In terms of interactivity, ITV has not emulated the success of the BBC or Sky, largely through lack of investment or corporate commitment. Even in interactive advertising, which could be at the centre of a successful commercial television model, ITV has lacked innovation.

Its online offering has largely been limited to a programme support role, and a broadband video strategy has yet to emerge beyond very limited local services. The business logic of buying a social network through the acquisition of Friends Reunited has so far defied justification by results.

Critics point to a lack of distinctive programming as a core problem. Beyond the staple soap operas, talent and reality shows that provide its popular prime time programming, in a less regulated environment ITV has had little incentive to invest in landmark drama or documentaries.

The real problem is that ITV has failed to develop a relationship with its viewers that it can extend across other platforms and exploit through other commercial models. Consumers identify with particular programmes rather than with ITV as a brand.

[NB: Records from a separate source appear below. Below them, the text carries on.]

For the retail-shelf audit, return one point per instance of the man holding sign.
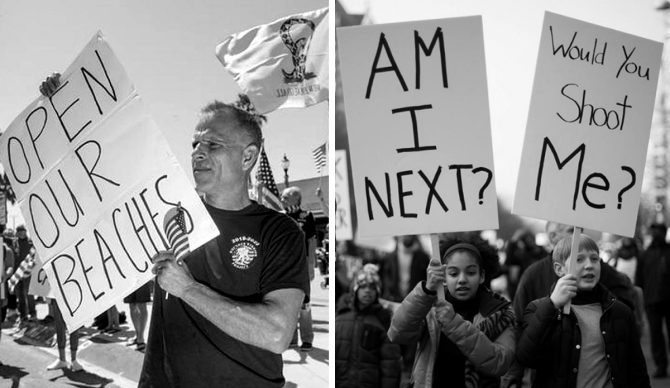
(233, 304)
(226, 312)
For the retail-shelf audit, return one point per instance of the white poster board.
(343, 226)
(94, 178)
(419, 130)
(588, 126)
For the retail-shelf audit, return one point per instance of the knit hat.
(366, 276)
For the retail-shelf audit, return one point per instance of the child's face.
(366, 294)
(586, 268)
(463, 275)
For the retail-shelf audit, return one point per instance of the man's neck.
(227, 202)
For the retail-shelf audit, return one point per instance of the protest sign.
(94, 178)
(419, 129)
(588, 126)
(343, 226)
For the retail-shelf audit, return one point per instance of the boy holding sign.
(467, 337)
(596, 343)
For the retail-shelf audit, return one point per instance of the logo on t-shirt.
(243, 251)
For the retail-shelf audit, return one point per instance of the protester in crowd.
(113, 321)
(404, 268)
(6, 270)
(11, 309)
(538, 279)
(653, 276)
(61, 339)
(364, 356)
(595, 344)
(625, 260)
(137, 303)
(467, 340)
(625, 257)
(291, 199)
(233, 303)
(26, 302)
(520, 253)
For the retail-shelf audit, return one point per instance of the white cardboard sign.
(419, 129)
(94, 177)
(588, 126)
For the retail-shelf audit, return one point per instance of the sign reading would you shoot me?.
(419, 128)
(588, 126)
(94, 178)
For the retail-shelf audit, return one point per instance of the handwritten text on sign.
(418, 123)
(94, 178)
(588, 126)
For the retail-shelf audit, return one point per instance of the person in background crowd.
(625, 257)
(22, 247)
(291, 199)
(61, 339)
(538, 279)
(6, 270)
(139, 315)
(364, 356)
(653, 276)
(595, 344)
(520, 253)
(625, 261)
(467, 340)
(404, 268)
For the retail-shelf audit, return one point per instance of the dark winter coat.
(652, 273)
(550, 342)
(364, 356)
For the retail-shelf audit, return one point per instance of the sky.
(511, 40)
(168, 51)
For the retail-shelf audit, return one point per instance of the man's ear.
(559, 269)
(249, 156)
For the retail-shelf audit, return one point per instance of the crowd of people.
(511, 314)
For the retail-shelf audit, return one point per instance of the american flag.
(23, 272)
(268, 194)
(319, 154)
(174, 225)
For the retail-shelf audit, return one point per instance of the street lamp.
(285, 163)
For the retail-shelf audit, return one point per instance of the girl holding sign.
(595, 344)
(466, 340)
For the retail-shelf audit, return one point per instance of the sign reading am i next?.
(417, 113)
(588, 126)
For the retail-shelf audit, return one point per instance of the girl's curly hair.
(489, 262)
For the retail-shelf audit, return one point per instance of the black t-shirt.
(258, 251)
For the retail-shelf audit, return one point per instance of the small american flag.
(175, 231)
(23, 272)
(268, 194)
(319, 154)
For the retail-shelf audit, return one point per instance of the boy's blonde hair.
(562, 248)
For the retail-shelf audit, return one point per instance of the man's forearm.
(267, 325)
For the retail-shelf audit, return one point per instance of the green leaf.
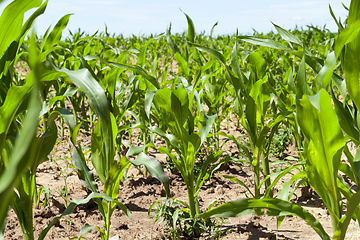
(154, 168)
(23, 153)
(11, 21)
(83, 79)
(320, 124)
(85, 229)
(264, 42)
(349, 34)
(191, 29)
(287, 36)
(207, 124)
(245, 206)
(76, 202)
(55, 35)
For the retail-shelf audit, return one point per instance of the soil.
(138, 193)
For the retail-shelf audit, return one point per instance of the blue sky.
(153, 17)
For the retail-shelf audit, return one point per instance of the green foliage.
(182, 88)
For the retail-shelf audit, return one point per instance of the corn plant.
(103, 146)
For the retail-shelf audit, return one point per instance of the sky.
(153, 17)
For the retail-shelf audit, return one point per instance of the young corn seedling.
(175, 109)
(103, 147)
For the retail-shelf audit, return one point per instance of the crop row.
(180, 87)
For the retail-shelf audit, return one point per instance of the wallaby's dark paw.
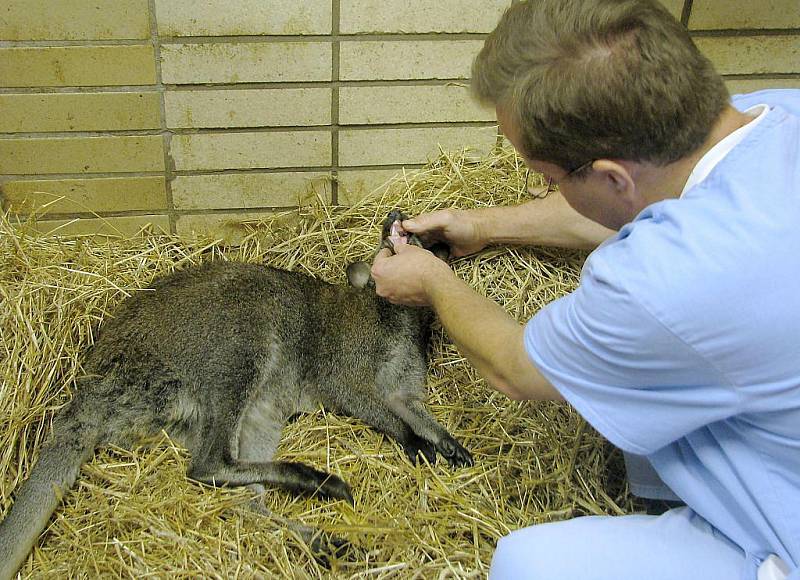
(415, 445)
(335, 488)
(454, 452)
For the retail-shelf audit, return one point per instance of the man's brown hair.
(592, 79)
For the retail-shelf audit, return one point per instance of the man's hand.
(460, 229)
(403, 278)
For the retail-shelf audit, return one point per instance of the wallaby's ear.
(358, 274)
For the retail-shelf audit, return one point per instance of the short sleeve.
(630, 377)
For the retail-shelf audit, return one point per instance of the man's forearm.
(491, 340)
(543, 222)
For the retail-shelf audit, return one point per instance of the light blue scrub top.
(682, 342)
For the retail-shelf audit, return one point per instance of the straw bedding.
(133, 513)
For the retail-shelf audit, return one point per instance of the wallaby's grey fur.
(220, 356)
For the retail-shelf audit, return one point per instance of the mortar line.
(166, 135)
(686, 13)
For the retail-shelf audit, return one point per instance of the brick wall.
(189, 114)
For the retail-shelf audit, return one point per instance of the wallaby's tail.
(70, 445)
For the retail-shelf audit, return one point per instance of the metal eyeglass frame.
(549, 189)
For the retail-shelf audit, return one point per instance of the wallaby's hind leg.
(259, 435)
(213, 463)
(413, 412)
(376, 413)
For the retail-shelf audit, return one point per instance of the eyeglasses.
(549, 189)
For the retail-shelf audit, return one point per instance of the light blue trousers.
(678, 545)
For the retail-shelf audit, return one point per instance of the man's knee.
(534, 552)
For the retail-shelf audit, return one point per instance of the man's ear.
(358, 274)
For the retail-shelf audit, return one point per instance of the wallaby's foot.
(415, 444)
(454, 452)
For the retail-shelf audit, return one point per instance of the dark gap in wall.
(335, 67)
(169, 164)
(687, 12)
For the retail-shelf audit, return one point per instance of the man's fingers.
(425, 223)
(383, 253)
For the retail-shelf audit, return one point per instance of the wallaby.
(220, 356)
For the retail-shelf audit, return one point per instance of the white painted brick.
(408, 59)
(674, 6)
(399, 16)
(247, 190)
(398, 104)
(248, 108)
(252, 150)
(245, 62)
(242, 17)
(74, 20)
(752, 54)
(358, 184)
(736, 86)
(713, 14)
(396, 146)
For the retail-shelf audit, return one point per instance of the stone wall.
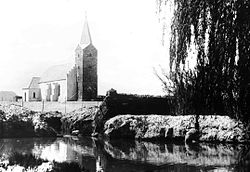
(72, 85)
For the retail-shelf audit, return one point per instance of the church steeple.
(86, 38)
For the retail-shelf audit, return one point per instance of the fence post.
(65, 105)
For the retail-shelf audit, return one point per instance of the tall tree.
(220, 82)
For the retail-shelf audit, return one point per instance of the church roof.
(33, 83)
(85, 38)
(56, 73)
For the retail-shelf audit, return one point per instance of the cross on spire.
(86, 38)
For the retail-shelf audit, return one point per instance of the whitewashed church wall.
(26, 95)
(34, 94)
(48, 92)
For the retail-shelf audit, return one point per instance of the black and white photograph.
(124, 86)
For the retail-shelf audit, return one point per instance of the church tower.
(86, 66)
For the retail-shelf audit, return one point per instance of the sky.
(36, 34)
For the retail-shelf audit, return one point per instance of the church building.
(67, 82)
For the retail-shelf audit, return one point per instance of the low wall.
(56, 106)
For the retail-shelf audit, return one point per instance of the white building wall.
(54, 91)
(25, 95)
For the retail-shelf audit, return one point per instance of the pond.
(132, 156)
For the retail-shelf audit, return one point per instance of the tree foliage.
(220, 82)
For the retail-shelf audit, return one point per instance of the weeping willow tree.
(220, 32)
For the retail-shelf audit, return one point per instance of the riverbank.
(17, 121)
(122, 116)
(212, 128)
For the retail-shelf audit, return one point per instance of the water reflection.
(120, 155)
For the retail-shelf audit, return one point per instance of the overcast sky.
(36, 34)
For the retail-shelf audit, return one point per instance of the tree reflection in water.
(121, 155)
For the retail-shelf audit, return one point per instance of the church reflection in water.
(121, 155)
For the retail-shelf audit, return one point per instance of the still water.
(129, 156)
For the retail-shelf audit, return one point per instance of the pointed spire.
(86, 38)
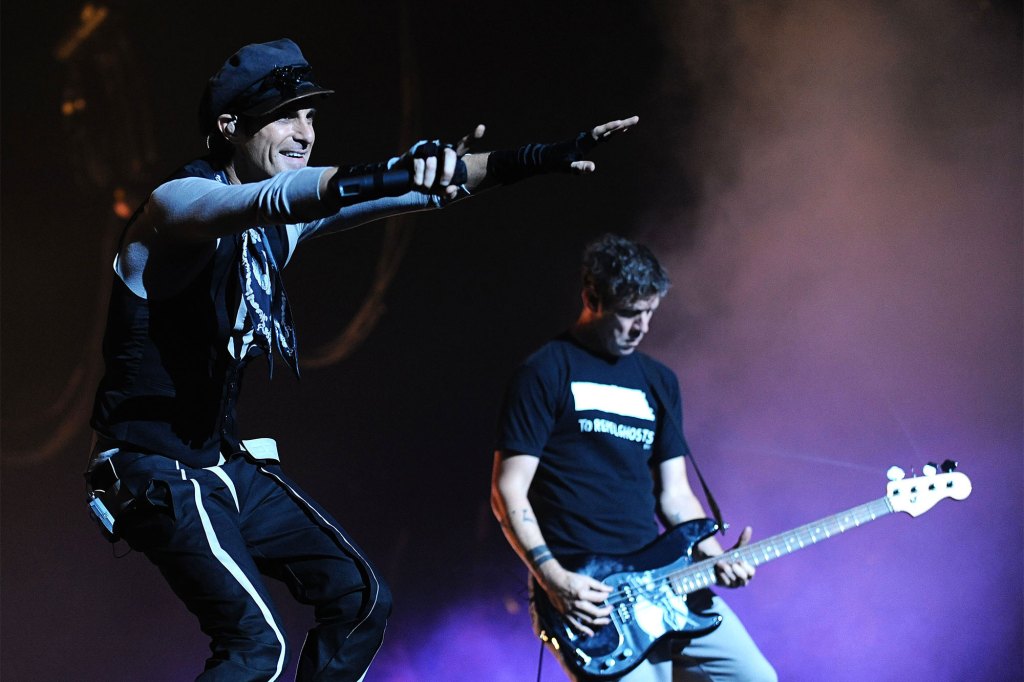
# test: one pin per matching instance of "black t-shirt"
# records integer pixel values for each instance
(598, 427)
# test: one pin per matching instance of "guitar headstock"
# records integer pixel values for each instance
(915, 496)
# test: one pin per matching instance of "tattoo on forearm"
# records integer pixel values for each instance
(540, 554)
(525, 515)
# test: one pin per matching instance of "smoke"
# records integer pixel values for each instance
(847, 286)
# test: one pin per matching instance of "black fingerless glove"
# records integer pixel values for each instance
(513, 165)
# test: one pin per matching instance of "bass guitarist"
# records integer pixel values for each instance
(587, 458)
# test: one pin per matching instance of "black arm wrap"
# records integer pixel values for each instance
(513, 165)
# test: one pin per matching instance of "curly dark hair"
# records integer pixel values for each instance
(617, 269)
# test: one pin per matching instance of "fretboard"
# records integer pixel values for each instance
(701, 574)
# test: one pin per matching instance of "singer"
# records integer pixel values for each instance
(198, 293)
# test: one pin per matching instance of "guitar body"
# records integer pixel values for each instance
(645, 608)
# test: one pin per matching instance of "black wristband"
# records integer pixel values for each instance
(513, 165)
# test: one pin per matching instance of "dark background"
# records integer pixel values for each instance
(837, 193)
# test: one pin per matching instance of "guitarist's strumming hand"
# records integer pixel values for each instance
(735, 573)
(579, 598)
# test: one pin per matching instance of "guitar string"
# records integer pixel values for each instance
(811, 531)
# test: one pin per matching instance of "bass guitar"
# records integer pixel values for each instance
(650, 588)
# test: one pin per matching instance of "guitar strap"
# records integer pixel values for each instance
(656, 389)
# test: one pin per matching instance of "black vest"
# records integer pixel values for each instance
(170, 385)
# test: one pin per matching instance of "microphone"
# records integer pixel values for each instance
(365, 185)
(361, 183)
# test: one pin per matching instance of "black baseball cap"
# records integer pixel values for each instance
(257, 80)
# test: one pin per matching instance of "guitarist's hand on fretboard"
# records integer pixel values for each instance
(734, 573)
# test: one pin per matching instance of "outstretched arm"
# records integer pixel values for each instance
(505, 167)
(579, 598)
(677, 504)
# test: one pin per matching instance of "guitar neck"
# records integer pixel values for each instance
(701, 573)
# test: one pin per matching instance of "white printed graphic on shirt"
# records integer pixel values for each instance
(615, 400)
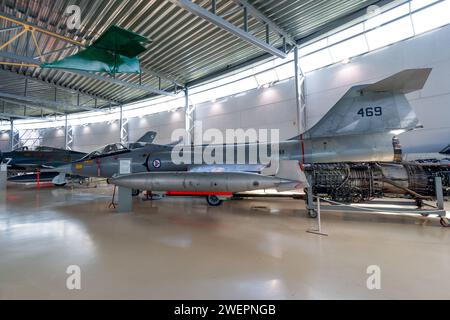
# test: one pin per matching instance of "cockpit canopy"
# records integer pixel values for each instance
(107, 150)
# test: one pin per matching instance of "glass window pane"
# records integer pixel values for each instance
(390, 33)
(417, 4)
(349, 48)
(432, 17)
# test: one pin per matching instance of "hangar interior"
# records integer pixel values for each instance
(271, 65)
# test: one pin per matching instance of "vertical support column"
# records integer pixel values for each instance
(68, 134)
(189, 116)
(11, 136)
(123, 127)
(439, 193)
(14, 139)
(300, 94)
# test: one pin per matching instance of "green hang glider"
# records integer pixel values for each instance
(114, 52)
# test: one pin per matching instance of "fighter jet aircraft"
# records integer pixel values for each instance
(46, 159)
(361, 127)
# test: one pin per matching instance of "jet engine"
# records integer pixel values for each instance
(358, 182)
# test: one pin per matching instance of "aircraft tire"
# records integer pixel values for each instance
(60, 185)
(214, 201)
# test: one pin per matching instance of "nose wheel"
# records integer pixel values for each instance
(445, 223)
(214, 201)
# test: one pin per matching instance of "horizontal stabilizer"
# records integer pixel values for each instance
(405, 81)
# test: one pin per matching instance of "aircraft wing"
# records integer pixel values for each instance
(256, 168)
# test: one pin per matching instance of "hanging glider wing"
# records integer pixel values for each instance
(115, 51)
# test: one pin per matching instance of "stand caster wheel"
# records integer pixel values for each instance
(214, 201)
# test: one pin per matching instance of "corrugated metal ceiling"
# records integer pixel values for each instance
(185, 47)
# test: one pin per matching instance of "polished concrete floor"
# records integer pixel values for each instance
(179, 248)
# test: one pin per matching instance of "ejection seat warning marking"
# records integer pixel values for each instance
(125, 166)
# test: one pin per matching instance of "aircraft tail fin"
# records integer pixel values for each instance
(373, 108)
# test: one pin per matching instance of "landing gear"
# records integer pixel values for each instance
(60, 185)
(214, 201)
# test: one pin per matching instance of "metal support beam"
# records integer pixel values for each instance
(224, 24)
(260, 16)
(41, 102)
(121, 83)
(68, 134)
(123, 125)
(162, 76)
(189, 111)
(14, 141)
(29, 60)
(300, 94)
(129, 85)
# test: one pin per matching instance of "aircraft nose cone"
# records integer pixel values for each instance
(120, 181)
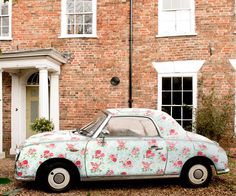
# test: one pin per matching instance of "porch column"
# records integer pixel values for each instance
(43, 93)
(54, 100)
(2, 154)
(15, 113)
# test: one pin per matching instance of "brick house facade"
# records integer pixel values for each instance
(185, 43)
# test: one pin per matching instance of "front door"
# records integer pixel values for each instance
(131, 147)
(32, 108)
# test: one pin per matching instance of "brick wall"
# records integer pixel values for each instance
(85, 80)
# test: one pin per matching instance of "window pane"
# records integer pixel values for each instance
(166, 109)
(177, 98)
(70, 6)
(87, 6)
(78, 6)
(79, 29)
(166, 83)
(166, 4)
(177, 83)
(187, 125)
(166, 98)
(176, 112)
(5, 31)
(187, 98)
(79, 19)
(187, 83)
(183, 21)
(185, 4)
(187, 112)
(88, 29)
(5, 21)
(88, 18)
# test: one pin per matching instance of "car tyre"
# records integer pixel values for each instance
(196, 175)
(56, 177)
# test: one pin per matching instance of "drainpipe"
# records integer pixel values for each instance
(130, 54)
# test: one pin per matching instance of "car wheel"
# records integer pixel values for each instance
(197, 175)
(56, 177)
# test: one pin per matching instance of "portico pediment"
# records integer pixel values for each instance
(41, 58)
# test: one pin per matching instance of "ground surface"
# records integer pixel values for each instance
(221, 185)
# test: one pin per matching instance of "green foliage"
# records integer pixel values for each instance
(214, 116)
(42, 125)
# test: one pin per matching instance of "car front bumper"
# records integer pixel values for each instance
(224, 171)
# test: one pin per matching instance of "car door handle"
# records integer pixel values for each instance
(156, 148)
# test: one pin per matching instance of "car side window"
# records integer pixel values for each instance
(130, 127)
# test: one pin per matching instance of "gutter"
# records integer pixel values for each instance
(131, 55)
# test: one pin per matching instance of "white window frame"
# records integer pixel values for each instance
(192, 31)
(178, 69)
(9, 37)
(64, 33)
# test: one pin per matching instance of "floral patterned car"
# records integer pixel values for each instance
(120, 144)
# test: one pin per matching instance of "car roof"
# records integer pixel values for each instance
(133, 111)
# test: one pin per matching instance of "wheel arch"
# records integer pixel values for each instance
(71, 165)
(197, 159)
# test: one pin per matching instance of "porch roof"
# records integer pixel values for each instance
(39, 58)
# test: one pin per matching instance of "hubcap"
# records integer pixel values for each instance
(198, 174)
(59, 178)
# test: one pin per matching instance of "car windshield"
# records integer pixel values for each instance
(92, 127)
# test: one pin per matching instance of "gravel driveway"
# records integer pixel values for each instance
(220, 185)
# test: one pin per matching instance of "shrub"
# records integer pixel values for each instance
(42, 125)
(214, 116)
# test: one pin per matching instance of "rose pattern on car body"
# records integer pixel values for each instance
(164, 154)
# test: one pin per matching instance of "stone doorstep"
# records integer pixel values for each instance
(232, 152)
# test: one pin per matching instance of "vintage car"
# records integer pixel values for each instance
(120, 144)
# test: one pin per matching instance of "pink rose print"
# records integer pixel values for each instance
(128, 164)
(173, 132)
(215, 159)
(78, 164)
(101, 142)
(171, 145)
(71, 148)
(95, 166)
(47, 154)
(83, 151)
(113, 158)
(110, 173)
(163, 117)
(160, 171)
(202, 147)
(19, 173)
(200, 153)
(99, 154)
(75, 138)
(146, 165)
(186, 151)
(51, 145)
(121, 145)
(149, 154)
(23, 164)
(152, 142)
(61, 156)
(135, 152)
(178, 163)
(32, 152)
(163, 157)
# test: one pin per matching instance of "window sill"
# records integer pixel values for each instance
(6, 39)
(77, 36)
(176, 35)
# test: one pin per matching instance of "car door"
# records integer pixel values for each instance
(128, 146)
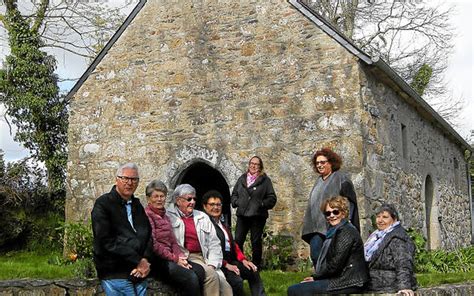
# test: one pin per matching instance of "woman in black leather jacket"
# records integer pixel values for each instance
(389, 252)
(340, 267)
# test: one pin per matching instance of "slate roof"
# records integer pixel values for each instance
(413, 98)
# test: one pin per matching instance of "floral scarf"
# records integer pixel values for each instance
(375, 239)
(324, 249)
(251, 179)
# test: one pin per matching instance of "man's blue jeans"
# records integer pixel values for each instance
(124, 287)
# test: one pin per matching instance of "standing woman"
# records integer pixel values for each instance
(253, 196)
(331, 182)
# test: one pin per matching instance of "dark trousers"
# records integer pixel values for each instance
(255, 225)
(315, 245)
(189, 282)
(318, 287)
(237, 284)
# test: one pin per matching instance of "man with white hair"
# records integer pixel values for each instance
(122, 234)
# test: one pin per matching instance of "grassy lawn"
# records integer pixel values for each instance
(23, 264)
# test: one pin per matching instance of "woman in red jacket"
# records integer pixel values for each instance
(170, 264)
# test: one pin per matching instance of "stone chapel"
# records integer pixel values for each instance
(190, 90)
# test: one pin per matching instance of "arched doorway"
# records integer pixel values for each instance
(204, 178)
(431, 211)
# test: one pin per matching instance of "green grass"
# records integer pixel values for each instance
(436, 279)
(27, 264)
(277, 282)
(24, 264)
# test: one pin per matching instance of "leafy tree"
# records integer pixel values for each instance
(27, 215)
(421, 79)
(409, 35)
(28, 85)
(29, 90)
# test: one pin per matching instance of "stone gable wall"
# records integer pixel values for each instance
(218, 82)
(389, 176)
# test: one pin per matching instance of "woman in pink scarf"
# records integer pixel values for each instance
(253, 196)
(170, 264)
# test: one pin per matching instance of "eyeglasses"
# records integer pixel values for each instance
(126, 179)
(214, 205)
(334, 212)
(188, 199)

These are issues faced by all advertiser-supported channels in an increasingly on-demand multi-platform environment, but ITV has struggled to make the transition from linear analogue television to new digital distribution networks.

Audience figures and advertising revenues have been slowly sliding, as has the ITV share price. It may not be too late for ITV as a traditional television channel, but it needs a new media approach to address an otherwise inevitable long-term decline.